I think the posters saying don't worry, you're just moving to another house, it's not necessarily better/better school, no need to explain are short-sighted.
I've been in this exact position op. When dh and I first bought a house we looked at the house and how close it was to work - school catchments didn't figure. Then we had dc. Our local Primary, whilst in a very deprived area, was lovely. However, we realised by about Y3 that the catchment comp was anything but. Awful GCSE results, run down, constant trouble.
We moved when dc were in Y6 and Y4 (just in time for school applications). About 10 miles within the same County - but from an area classed as significantly deprived to the 'posh area' with the best performing school, which is well known as such.
There was no hiding this fact from neighbours or school parents. No casual 'oh we just like the house' possible, and it wouldn't have been believed. House prices in the new area are 3 or 4 times the price of old area and people know this. Many pupils from the new school end up at Oxbridge and people know this. And there was a LOT of inverse snobbery. People from our area just didn't entertain moving to X area - it was out of reach for everyone we knew.
We had lots of questions and curiosity and it was uncomfortable. It's awkward, theres no denying it. We went with along the lines of 'Oh we've always loved X area, always wanted to live near the sea. It's taken about twenty years to afford it though! The house prices make me want to cry so we'll be on beans on toast for the next ten years haha'.
It seemed to land OK. Theres just no point in trying to ignore what many people are really asking which is 'how the fuck are you affording that, you snobby twat?'
For the dc, we were honest. We explained that we wanted to give them the best opportunity at school and life and that X school was the best one and in a far nicer area, so we were moving.

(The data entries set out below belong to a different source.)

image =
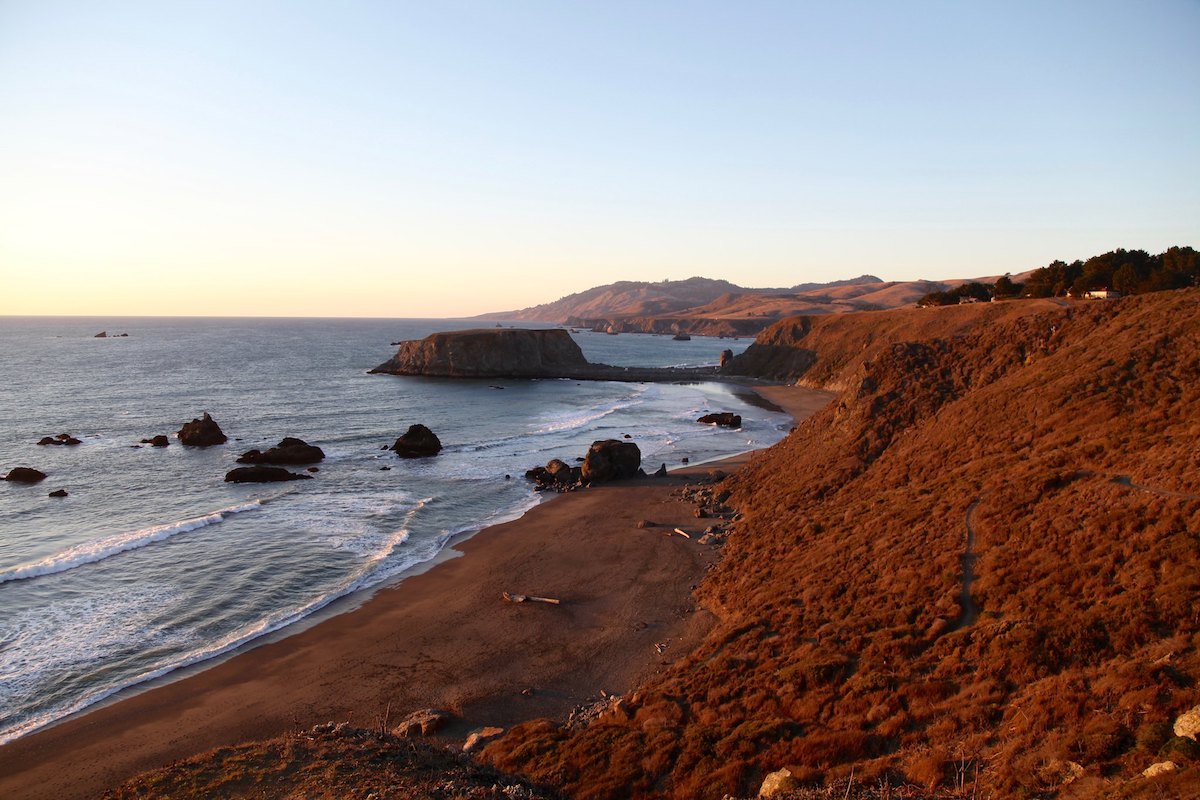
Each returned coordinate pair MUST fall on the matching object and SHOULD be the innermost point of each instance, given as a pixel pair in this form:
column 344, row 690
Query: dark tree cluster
column 1132, row 271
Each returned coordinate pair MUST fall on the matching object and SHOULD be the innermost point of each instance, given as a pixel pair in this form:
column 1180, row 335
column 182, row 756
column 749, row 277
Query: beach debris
column 289, row 451
column 263, row 475
column 202, row 432
column 425, row 722
column 481, row 737
column 723, row 419
column 531, row 599
column 24, row 475
column 418, row 443
column 1161, row 768
column 61, row 439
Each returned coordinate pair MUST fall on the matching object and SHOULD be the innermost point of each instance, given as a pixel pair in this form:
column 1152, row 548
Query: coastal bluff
column 516, row 353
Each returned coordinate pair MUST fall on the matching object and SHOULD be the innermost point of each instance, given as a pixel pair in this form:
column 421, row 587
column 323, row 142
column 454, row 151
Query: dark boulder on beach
column 556, row 475
column 725, row 420
column 289, row 451
column 263, row 475
column 202, row 432
column 418, row 443
column 611, row 459
column 25, row 475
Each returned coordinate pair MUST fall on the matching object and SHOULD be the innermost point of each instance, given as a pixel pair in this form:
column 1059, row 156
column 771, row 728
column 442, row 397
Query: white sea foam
column 103, row 548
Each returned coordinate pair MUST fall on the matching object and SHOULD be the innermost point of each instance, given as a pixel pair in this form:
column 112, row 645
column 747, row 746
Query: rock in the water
column 725, row 419
column 777, row 783
column 425, row 722
column 417, row 443
column 1161, row 768
column 61, row 439
column 202, row 432
column 24, row 475
column 1188, row 723
column 480, row 738
column 611, row 459
column 486, row 353
column 288, row 451
column 263, row 475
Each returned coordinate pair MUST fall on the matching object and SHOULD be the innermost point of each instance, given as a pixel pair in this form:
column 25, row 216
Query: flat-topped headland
column 520, row 353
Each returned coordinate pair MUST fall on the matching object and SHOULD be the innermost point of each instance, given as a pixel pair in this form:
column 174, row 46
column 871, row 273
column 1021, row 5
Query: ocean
column 154, row 563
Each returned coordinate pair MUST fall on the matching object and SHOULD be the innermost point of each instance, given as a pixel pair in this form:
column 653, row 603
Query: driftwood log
column 531, row 599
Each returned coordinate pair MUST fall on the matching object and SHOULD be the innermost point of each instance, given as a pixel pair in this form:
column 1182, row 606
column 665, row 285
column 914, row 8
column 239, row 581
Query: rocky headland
column 516, row 353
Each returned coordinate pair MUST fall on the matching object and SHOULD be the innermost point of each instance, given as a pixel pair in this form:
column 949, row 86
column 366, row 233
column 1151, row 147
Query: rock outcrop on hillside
column 1039, row 471
column 489, row 353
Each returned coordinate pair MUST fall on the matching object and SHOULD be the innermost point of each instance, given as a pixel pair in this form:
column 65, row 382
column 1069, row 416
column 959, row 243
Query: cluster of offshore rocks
column 261, row 467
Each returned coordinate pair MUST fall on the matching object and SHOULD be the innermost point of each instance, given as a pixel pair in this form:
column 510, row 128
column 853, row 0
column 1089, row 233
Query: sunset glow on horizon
column 445, row 160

But we also explained that some people we knew would find that very hurtful and that it was best not to say that to others, and they were mature enough to understand this. They stuck to 'parents are making us'.
I would really, really encourage a rethink on not moving Primary though.
Dc1 started in new Comp straight from Y6, the only one from his school. He massively struggled for two years. Seeing this, we moved dc2 at the start of Y6. He came around quickly, had a year in Primary in our new area and did the transition to Y7 seamlessly. We absolutely kicked ourselves that we didn't move Primary too.